Search code examples
sqlinternationalizationslugpermalinks

Permalink/slug best practices


I'm about to setup permalinks on a website and I'm wondering what sort of conventions I should follow in regards to generating them from the existing table of news articles.

So far here are the rules/steps I've come up with:

  1. Create a dump file of my live database, set it up locally
  2. Add a new 'permalink' column to my news_articles table with ALTER table ADD column slug VARCHAR(100) ( Not sure on the data type or length, suggestions? )
  3. Update every row in my news_articles table, such that

the permalink column by default is replaced by the title, after the title goes through some formatting:

Disclaimer: the titles are Russian Cyrillic and not English so I don't think I can get away with an easy regex replacement, unless perhaps I rely on unicode code ranges except I'm not familiar with the range of the Cyrillic characters so I'll do manual replacement and the rules I've defined so far are:

  • replace all spaces with an underscore
  • strip off leading/trailing commas and periods
  • remove all single/double quotes
  • remove all question marks
  • & becomes the russian word for 'and'

I'd appreciate any advice on my current strategy before I actually execute it, as there are thousands of articles.


Solution

  • Some comments/suggestions

    • replace all spaces with an underscore (how about hypen instead of underscore, like tags in SO)
    • strip off leading/trailing commas and periods (leading/trailing spaces too)
    • remove all single/double quotes (starting and trailing ones, if not replace with hyphens)
    • remove all question marks (same as above and all other punctuation characters like “ ” (left/right double quotes) and symbols like % and = etc etc)
    • & becomes the russian word for 'and' (Do you mean и? has to be readable without need for url encoding)

    Update:
    * convert all characters to lower case (kinda subjective but it's a common practice and more readable then all upper case)

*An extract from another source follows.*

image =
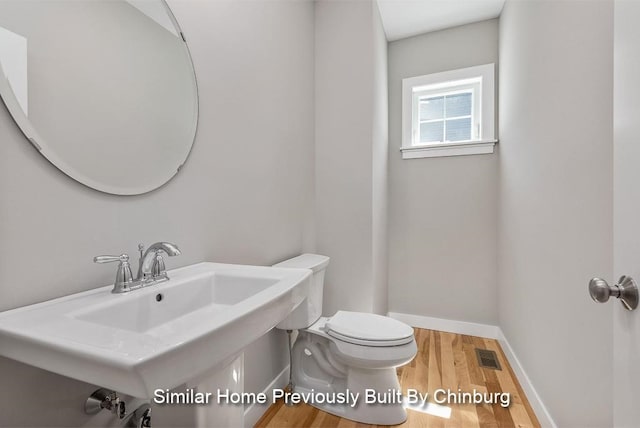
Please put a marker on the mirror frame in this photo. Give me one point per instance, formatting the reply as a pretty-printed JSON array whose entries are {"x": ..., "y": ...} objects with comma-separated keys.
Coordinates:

    One more suggestion, this is a trick which I used to check if my url path or slug do not contain any urlencoded string. After formulated the slug string, I will perform an urlencode and compare with the pre-encoded one. They should be the same.

    Example for this post, if the slug happened to be "permalink-slug:best-practices", the urlencoded one will be "permalink-slug%3Abest-practices", not really readable and defeats the purpose of slug which you will know/agree. So it's really easy to know the orginal string don't work because it is different after urlencoding.